Seorang penjaga toko di Glasgow Skotlandia yang merupakan seorang muslim taat dibunuh secara sadis di jalan setelah mengunggah status Facebook terkait hari Paskah, Jumat (25/3) kemarin.

Ia menulis, "Jumat yang indah dan selamat hari Paskah khususnya untuk kaum kristiani yang saya sayangi. Mari kita meneladani Nabi Isa AS. Mari kita raih keberhasilan di dunia dan akhirat."

Asad Shah (40) tewas akibat tikaman dan disertai hantaman di kepala yang menimbulkan luka yang parah. Petugas medis berusaha menyelematkannya namun nyawanya tetap tidak tertolong.

Petugas polisi Skotlandia yang berhasil menahan pelaku pembunuhan mengatakan mereka meyakini bahwa pembunuhan tersebut bermotif agama.
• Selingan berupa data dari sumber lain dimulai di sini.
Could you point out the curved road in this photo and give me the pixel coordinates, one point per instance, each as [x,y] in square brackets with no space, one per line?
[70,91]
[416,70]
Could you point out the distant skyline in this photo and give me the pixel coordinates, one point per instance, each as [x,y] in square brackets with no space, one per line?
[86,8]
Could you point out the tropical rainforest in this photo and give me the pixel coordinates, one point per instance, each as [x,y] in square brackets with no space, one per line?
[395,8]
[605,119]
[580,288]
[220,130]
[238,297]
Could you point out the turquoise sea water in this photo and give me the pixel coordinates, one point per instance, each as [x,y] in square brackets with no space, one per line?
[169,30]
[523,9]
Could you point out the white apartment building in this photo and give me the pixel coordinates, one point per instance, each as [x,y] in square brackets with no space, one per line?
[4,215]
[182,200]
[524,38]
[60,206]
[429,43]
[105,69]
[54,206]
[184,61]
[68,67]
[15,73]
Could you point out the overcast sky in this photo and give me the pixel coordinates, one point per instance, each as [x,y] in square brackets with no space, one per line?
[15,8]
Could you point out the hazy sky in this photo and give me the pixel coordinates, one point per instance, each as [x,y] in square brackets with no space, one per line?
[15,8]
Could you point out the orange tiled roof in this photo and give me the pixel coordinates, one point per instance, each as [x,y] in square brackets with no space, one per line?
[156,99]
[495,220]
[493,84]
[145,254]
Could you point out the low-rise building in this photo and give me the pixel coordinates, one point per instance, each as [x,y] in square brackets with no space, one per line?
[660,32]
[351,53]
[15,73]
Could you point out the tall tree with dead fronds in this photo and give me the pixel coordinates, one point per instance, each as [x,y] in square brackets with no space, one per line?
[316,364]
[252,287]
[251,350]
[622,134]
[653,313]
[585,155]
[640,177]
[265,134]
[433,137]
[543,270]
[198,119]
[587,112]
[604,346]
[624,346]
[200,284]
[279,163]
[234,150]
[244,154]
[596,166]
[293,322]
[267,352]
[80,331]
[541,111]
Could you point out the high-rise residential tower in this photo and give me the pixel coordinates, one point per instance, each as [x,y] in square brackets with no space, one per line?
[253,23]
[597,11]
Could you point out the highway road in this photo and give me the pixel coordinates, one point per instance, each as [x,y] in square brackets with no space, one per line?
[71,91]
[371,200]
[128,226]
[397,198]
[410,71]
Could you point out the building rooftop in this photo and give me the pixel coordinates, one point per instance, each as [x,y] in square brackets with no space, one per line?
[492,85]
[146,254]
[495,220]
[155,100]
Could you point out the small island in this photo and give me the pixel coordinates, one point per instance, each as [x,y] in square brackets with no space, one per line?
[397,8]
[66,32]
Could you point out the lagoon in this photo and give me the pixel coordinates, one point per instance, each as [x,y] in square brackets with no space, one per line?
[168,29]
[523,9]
Seorang saksi mata berujar bahwa ia melihat dua orang laki-laki mendatangi Shah. "Satu orang menghantam kepala Shah dengan kaki. Begitu banyak darah yang tercecer di jalan."

Karangan bunga diletakkan di sekitar toko tempat Shah bekerja sebagai tanda berduka cita. Kantor agen berita dan toko yang berada di lokasi Shah tewas di Shawlands, Glasgow juga menutup tempat bekerja mereka sebagai tanda simpati. (Monika Novianti/independent.co.uk)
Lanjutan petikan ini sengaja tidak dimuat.